Induced Aggregation of Steric Stabilizing Anionic-Rich 2-Amino-3-chloro-5-trifluoromethylpyridine on CeO2 QDs: Surface Charge and Electro-Osmotic Flow Analysis

Manufacturing quantum dots (QDs) and their suspensions through incorporation of surface coatings can have enormous attention in manipulating surface properties such as size, shape, and structure. The surface of engineered QDs capped by the adsorption of organic matter is known for strongly influencing their physicochemical properties, which is very useful for many biomedical and technological applications. Prerequisite for any possible applications, the effect of organic matter on the surface of nanoparticles is important. In this contribution, owing to the privileged medicinal scaffolds based on the structure of pyridine derivatives, we have synthesized cerium oxide QDs with similar to 2.4 nm in size capped with anionic-rich head groups of 2amino-3-chloro-5-trifluoromethylpyridine (ACTP), and the assay is based on the steric stabilizing capping behavior of anionic rich ACTP molecules on the surface of CeO2 QDs.
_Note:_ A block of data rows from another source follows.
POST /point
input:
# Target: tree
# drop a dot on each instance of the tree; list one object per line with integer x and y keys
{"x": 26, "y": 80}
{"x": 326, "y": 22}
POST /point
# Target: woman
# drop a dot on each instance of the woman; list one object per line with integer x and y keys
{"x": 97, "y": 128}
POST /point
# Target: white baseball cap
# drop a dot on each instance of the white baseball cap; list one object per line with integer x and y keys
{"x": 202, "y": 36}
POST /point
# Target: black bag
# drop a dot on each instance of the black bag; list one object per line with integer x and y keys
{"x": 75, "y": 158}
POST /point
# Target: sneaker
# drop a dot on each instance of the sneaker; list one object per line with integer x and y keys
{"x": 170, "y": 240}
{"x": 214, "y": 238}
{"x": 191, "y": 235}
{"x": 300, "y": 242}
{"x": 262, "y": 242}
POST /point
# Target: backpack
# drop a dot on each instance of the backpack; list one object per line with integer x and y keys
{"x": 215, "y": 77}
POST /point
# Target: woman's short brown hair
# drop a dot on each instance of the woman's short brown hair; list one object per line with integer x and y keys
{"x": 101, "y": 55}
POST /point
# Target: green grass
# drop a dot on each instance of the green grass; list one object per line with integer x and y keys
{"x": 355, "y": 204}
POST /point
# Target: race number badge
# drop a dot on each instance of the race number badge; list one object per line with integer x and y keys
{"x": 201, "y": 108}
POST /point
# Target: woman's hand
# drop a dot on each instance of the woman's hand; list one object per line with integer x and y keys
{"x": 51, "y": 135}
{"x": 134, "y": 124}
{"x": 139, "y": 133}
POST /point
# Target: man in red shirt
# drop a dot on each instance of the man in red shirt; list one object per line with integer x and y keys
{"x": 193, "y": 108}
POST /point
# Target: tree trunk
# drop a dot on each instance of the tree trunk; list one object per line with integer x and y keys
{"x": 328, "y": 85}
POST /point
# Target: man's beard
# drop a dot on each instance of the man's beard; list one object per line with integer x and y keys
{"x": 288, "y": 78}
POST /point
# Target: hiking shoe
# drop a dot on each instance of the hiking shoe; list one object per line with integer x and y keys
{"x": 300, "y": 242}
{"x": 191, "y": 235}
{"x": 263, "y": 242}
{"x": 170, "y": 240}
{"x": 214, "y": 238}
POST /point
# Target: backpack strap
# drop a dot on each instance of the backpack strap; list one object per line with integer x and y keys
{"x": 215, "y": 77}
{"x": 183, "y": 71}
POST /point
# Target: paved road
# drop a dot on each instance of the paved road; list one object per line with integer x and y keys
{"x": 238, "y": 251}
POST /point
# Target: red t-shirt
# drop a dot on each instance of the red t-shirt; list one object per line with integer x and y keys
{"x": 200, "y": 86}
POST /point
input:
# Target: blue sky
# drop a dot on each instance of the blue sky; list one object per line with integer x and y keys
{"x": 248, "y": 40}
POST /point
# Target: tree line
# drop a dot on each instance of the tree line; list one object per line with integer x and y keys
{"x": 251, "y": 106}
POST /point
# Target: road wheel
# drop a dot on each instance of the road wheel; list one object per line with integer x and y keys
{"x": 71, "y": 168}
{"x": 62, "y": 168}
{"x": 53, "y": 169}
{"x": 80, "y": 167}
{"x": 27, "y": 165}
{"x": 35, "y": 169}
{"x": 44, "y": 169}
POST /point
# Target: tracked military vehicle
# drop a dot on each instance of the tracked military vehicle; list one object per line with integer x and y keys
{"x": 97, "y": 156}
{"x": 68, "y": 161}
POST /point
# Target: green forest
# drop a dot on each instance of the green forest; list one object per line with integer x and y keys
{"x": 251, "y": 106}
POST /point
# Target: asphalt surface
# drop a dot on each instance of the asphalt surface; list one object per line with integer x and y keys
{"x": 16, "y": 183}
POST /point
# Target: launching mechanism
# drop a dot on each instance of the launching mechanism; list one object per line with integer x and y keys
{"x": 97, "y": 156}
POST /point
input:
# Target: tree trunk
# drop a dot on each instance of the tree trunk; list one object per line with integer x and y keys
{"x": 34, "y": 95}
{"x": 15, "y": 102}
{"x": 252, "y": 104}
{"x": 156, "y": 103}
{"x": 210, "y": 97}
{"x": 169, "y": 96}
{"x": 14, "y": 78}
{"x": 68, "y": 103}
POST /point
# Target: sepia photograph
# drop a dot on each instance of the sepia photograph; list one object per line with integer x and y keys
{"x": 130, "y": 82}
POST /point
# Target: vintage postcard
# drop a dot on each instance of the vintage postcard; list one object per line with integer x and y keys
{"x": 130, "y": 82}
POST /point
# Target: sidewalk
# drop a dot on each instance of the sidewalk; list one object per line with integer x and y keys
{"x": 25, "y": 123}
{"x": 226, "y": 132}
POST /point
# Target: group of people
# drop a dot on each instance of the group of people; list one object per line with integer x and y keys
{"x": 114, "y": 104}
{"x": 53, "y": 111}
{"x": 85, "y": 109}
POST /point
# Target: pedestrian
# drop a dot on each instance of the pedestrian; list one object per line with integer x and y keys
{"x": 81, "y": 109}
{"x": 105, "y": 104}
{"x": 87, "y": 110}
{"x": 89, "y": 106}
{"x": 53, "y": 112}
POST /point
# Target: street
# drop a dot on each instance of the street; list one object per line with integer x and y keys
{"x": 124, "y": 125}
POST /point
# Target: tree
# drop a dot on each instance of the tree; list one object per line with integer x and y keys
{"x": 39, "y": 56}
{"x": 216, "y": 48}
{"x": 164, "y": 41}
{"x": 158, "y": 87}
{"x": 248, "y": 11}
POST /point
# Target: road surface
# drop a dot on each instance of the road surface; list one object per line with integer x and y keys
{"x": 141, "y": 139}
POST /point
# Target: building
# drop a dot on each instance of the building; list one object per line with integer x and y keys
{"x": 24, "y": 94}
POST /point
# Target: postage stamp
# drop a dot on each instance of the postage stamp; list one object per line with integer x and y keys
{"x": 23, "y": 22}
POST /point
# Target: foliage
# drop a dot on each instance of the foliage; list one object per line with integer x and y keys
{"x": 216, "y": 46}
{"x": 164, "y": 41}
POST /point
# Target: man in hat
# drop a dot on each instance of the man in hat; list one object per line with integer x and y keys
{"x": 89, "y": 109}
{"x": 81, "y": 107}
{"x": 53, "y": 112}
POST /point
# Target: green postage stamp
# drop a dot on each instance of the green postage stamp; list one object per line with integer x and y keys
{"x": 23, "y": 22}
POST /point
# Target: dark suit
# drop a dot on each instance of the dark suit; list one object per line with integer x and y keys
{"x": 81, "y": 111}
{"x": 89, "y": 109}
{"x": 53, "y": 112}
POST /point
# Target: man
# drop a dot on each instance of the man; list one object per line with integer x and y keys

Aggregated QDs, obtained by adding capping agent in the reaction, have been characterized by powder X-ray diffraction (XRD), Fourier transform infrared spectroscopy (FTIR), ultraviolet visible diffuse reflectance spectroscopy (UV-vis DRS), photoluminescence (PL) spectroscopy, transmission electron microscopy (TEM), and zeta potential techniques. XRD and FTIR analysis has been evaluated for the incorporation of ACTP on the surface of QDs. UV vis DRS analysis indicates the molecular aggregation predicted by dielectric confinement effect via local excitations mixed with more separated charge-transfer configurations. Under the influence of ACTP on the QDs, the electrophoretic mobility, conductivity, and current, along with average electric field, have been analyzed by electro-osmotic (EOS) flow analysis. In this scenario, it has been found that the addition of anionic head groups of ACTP molecules such as the nitrogen atom in the pyridine ring, CF3 functional groups, and Cl substitution-induced steric stabilization on CeO2 QDs (i.e., QD-to-QD interaction) has increased the ionic strength with decreasing zeta potential and promoted gradual QD aggregation. This study has thus led to a better understanding of the biophysicochemical interaction of anionic-rich ACTP molecules on the surface of CeO2 QDs and provides a physical picture of the structure and bonding of biocoated QD aggregation, which may lead to useful applications in biomedicine and designing a new material.